ASP, can use mshtml, HTML and DOM analysis of tree

The use of ASP, get a webpage source code. We hope the analysis with ASP source code, find the body text of the webpage.

The realization of this function, it is common practice by analyzing the webpage text density, find the text area.
JAVA generally have Htmlparser and other open source parser, DOM tree, the node analysis.

ASP, how to find the webpage text text?
ASP, can I use mshtml or any other component, HTML and analysis of DOM tree? ?

Or other methods, ideas, please generous with your criticism, thank you.

Started by Carr at February 07, 2016 - 1:06 AM

Html is not an DOM tree?

Posted by Basil at February 14, 2016 - 1:53 AM

A legitimate html is a well formed XML? At least for XHTML so

Posted by Basil at February 15, 2016 - 2:11 AM

There are third party related COM components, is not very strong.

Posted by Frances at February 21, 2016 - 2:40 AM

The XML specification, HTML far from, XMLDOM cannot analysis


Html is not an DOM tree?
For, he is already a tree, do not know how to use ASP to pick the fruit of the tree, may need an HTML parser, don't know ASP itself has no such function or MS components, or third party components, recommendation.
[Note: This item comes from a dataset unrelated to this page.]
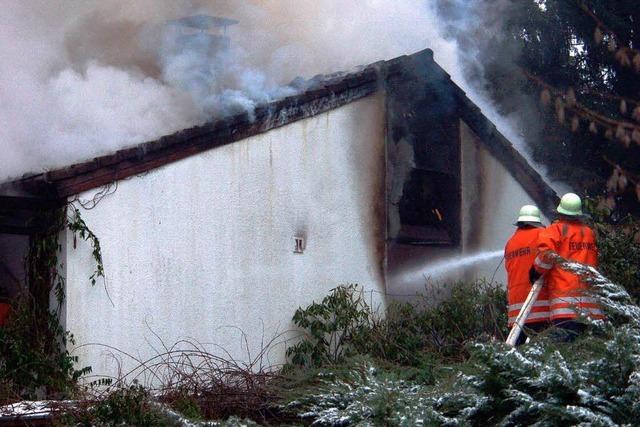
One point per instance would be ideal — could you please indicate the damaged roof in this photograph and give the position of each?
(320, 94)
Posted by Carr at March 04, 2016 - 3:33 AM

How strong I don't, you know the recommendation, thank you

Posted by Carr at March 17, 2016 - 4:03 AM

MSXML tried it

Posted by Basil at March 18, 2016 - 4:49 AM

Grab the page, the use of regular, get text

Posted by Abelard at March 23, 2016 - 5:35 AM

Different sites, different template. Could regular is different.

I hope to find a kind of method, can collect the Sina page, can capture sohu. Without the need to change the program, or regular. To automatically identify the text.

Posted by Carr at March 27, 2016 - 6:07 AM

set xml=server.CreateObject("MicroSoft.XMLDom")
xml.async="false"
xml.loadxml(Http.responseTEXT)


Don't know how to play.?

Posted by Carr at April 05, 2016 - 6:28 AM

Can only tell you that, this idea is not too realistic, I want to ask you, if you can analyze into the tree, how do you determine the different. Different webpage contents of his, how do you know what is his body? HTML tags can be placed in what is, is not necessarily the text can be placed

Posted by Tony at April 12, 2016 - 6:36 AM

Your demand is too high, not reality

Posted by Abelard at April 14, 2016 - 7:31 AM

Thanks for the reply personally.

I think, should have certain feasibility. There are at least 3 preliminary research to see the realization of the idea. In fact, their algorithms are more mature, such as search engines, crawler or some lovers development. Are not required to set up collection rules, the crawler can automatically complete the data cleaning.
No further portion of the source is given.